When working with a concrete slab floor, it may seem that there is a lack of flexibility and that the choices are limited, but think again. Just because the floor drain for the tub or shower is located where it is, the toilet is located where it is, and the sink is where it is, does not mean they have to remain there. Sure, it is easy to replace the fixtures with newer, updated ones and leave them where they are, but this may not be what is needed or desired. Breaking out the concrete to move water or drain lines is a little messy (cement dust) and noisy and may be a little expensive (or not so much depending on where the home is located). Nevertheless, it can be done, is not that big of a deal for a contractor to do so that the plumbing fixtures can be moved to exactly where they are needed and desired.
Knowing that plumbing fixtures can be moved to any location in the bathroom space they are desired gives total creativity to the design. They don’t have to be moved from they are, but they don’t have to remain there either.
As far as the fixtures themselves are concerned, consider what is beneficial to have to serve those living in the home. Needs are subject to change, but let’s make our best guess at this based on what they are now and how they might change if that is a possibility or it is known.
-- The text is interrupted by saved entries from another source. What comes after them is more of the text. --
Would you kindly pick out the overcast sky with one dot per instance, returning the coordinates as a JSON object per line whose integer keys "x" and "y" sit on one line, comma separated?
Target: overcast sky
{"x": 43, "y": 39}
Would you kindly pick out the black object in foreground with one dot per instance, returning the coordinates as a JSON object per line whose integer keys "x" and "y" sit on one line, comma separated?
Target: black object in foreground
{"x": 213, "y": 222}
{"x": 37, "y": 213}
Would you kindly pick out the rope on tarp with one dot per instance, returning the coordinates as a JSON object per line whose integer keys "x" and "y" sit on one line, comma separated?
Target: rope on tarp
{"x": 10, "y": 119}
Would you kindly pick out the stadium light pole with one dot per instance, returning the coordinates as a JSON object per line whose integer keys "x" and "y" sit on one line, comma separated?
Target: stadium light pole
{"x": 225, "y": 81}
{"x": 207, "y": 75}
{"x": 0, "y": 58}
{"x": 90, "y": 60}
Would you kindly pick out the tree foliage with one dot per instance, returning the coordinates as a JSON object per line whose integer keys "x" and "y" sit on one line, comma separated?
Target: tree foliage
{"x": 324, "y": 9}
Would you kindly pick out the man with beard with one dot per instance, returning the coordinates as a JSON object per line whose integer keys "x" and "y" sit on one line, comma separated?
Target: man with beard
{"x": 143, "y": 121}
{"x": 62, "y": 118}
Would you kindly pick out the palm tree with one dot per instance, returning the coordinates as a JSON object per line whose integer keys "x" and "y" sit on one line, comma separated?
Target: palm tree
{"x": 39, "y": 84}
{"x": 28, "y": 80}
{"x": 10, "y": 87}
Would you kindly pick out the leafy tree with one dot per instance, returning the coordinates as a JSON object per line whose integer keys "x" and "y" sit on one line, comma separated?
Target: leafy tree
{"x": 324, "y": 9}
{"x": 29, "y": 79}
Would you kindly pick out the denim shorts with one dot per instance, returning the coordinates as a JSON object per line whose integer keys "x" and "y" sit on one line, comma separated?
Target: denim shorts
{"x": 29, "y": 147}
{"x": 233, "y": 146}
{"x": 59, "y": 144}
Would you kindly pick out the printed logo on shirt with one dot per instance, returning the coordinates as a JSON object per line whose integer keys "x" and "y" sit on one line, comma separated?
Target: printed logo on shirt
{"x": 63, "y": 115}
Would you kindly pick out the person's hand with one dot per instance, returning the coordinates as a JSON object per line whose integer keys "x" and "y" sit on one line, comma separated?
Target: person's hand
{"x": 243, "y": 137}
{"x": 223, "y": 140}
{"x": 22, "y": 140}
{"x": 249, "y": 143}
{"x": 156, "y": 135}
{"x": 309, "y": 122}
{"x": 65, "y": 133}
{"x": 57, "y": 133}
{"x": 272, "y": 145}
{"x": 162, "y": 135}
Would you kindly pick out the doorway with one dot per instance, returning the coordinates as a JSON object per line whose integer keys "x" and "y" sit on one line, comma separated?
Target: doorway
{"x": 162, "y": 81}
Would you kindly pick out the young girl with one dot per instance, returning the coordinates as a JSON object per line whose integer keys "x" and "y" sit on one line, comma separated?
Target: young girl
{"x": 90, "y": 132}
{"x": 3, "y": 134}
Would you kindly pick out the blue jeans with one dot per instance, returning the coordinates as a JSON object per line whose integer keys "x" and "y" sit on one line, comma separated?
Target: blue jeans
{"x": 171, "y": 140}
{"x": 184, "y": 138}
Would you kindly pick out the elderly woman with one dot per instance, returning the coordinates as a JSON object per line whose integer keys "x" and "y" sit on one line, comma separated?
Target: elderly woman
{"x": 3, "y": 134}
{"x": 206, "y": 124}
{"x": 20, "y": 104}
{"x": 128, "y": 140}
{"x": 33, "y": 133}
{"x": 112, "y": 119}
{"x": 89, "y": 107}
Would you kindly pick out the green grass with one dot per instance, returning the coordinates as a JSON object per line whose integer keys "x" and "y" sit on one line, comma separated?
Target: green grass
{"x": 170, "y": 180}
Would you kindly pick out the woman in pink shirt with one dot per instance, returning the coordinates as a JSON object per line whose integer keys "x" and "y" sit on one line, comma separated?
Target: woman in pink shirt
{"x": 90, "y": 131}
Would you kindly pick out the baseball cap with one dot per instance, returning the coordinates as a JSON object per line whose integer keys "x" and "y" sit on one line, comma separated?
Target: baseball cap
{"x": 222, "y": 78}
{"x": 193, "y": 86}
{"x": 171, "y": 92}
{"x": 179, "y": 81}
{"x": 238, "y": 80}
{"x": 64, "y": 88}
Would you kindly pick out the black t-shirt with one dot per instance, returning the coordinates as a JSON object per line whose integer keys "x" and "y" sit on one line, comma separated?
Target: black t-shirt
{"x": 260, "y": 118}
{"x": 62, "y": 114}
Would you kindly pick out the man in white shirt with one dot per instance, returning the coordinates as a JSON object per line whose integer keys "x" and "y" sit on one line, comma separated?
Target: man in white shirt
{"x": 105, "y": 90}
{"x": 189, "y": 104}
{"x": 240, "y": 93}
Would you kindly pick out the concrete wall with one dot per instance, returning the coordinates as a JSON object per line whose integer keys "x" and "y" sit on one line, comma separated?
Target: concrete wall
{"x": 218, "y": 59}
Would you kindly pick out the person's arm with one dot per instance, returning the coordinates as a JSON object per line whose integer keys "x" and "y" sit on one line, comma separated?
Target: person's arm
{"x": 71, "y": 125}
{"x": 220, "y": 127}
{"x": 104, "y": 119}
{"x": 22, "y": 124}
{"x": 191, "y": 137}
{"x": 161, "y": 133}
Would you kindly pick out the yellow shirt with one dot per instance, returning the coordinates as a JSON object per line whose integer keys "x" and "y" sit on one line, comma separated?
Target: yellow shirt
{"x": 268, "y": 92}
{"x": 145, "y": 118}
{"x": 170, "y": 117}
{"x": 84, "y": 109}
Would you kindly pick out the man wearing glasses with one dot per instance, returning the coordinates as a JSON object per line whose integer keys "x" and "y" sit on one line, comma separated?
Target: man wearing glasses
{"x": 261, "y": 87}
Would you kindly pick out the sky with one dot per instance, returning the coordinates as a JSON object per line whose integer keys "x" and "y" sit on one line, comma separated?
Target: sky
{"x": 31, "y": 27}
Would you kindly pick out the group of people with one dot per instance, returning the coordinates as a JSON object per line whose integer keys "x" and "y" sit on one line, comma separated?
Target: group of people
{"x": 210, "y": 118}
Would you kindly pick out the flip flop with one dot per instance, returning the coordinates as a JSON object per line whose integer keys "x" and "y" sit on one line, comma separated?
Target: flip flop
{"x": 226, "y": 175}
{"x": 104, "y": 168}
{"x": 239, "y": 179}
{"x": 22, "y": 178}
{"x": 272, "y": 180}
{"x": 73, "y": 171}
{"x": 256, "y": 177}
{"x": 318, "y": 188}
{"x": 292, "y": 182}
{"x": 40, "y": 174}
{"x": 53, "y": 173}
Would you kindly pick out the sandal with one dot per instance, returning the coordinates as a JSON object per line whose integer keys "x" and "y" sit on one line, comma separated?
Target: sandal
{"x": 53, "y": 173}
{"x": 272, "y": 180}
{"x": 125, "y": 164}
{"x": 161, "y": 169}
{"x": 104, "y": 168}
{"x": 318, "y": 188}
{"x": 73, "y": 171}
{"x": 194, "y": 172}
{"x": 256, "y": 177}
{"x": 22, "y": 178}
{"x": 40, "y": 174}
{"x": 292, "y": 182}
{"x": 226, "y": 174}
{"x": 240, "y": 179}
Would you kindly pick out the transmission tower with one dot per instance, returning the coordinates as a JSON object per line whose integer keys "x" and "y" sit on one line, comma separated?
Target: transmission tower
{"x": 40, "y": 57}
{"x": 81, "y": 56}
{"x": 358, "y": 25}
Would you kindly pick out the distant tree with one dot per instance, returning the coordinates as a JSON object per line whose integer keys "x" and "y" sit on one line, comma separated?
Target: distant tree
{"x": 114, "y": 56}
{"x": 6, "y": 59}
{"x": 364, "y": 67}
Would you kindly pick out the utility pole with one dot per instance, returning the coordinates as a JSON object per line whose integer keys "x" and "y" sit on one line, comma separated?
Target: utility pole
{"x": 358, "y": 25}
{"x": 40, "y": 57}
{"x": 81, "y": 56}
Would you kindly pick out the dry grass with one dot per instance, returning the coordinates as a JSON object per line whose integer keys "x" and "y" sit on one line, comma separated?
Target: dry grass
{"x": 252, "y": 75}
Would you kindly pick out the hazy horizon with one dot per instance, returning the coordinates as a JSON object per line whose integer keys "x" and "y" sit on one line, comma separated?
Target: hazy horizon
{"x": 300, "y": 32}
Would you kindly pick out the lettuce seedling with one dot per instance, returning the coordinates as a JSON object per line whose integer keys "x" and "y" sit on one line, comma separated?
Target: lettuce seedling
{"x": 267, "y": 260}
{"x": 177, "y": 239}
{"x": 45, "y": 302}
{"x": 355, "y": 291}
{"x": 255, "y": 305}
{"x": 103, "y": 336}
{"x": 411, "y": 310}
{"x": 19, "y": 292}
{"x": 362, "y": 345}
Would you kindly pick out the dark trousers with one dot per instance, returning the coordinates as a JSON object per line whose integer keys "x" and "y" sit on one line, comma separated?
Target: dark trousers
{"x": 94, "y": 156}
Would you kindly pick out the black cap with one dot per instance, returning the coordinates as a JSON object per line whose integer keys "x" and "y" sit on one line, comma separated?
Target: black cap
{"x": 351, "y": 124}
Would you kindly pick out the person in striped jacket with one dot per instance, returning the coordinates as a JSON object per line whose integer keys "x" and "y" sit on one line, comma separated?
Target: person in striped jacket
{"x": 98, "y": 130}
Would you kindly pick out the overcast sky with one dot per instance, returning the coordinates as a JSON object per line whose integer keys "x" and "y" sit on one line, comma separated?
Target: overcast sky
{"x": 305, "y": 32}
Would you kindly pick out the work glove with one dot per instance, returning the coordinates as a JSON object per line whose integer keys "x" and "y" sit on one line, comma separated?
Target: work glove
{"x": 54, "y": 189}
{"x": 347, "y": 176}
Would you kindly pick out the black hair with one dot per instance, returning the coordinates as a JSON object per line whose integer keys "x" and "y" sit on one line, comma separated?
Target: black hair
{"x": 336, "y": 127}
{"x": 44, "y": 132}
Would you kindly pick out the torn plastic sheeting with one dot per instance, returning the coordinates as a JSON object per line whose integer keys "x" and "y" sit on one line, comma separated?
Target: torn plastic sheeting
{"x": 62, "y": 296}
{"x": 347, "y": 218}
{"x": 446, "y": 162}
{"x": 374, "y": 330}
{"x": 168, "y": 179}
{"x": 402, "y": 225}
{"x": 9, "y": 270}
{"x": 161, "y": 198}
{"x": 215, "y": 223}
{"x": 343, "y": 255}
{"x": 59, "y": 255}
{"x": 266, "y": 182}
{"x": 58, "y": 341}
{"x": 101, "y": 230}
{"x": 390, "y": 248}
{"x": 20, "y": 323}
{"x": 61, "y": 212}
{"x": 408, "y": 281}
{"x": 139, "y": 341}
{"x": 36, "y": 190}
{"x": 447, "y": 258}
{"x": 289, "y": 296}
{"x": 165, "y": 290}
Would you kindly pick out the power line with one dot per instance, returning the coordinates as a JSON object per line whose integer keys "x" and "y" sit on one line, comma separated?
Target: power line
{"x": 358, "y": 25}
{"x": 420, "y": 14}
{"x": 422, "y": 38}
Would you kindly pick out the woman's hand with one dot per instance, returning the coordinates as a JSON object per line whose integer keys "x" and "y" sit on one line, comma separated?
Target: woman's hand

For instance, a tub with a shower or a tub and shower combination can be replaced with a roll-in (curbless) shower in a size appropriate for the space and the needs of those using it – with it being as large as desired, subject to the overall space constraints. The drain, water controls, and shower head(s) can be located as desired. A handheld or personal shower is quite popular now, and having this installed is a great idea – along with a hose long enough to reach the entire shower area, a bench or fold down seat on which to sit to use it, an on-off control on the wand or head, and a rest or cradle on which to hang it.
For the toilet, a comfort height toilet is often suggested, but this works best for taller individuals or those with difficulty in sitting. There are three sizes of toilets – standard (14-15″), higher (15-17″), and comfort height (17-19″). Some can be found higher, and the wall-hung tankless toilet can be mounted at any height and save floor space as well. There are models with bidet seats available, and these require a GFCI receptacle nearby.
The sink can be wall-mounted, pedestal, in a cabinet with a countertop (drop-in, integrated, or undermount), or on the counter (vessel). It can be a corner-mount also, and there can one or two of them.
There are many other considerations for the bath (doorways, shower enclosures, type of flooring, wall tile, grab bars, drain systems, outlets, sitdown space, mirrors, and more) depending on personal needs, budget, and how extensive of a renovation is desired. Working with the three main fixtures in the bathroom is the place to start, and the project can branch out from there.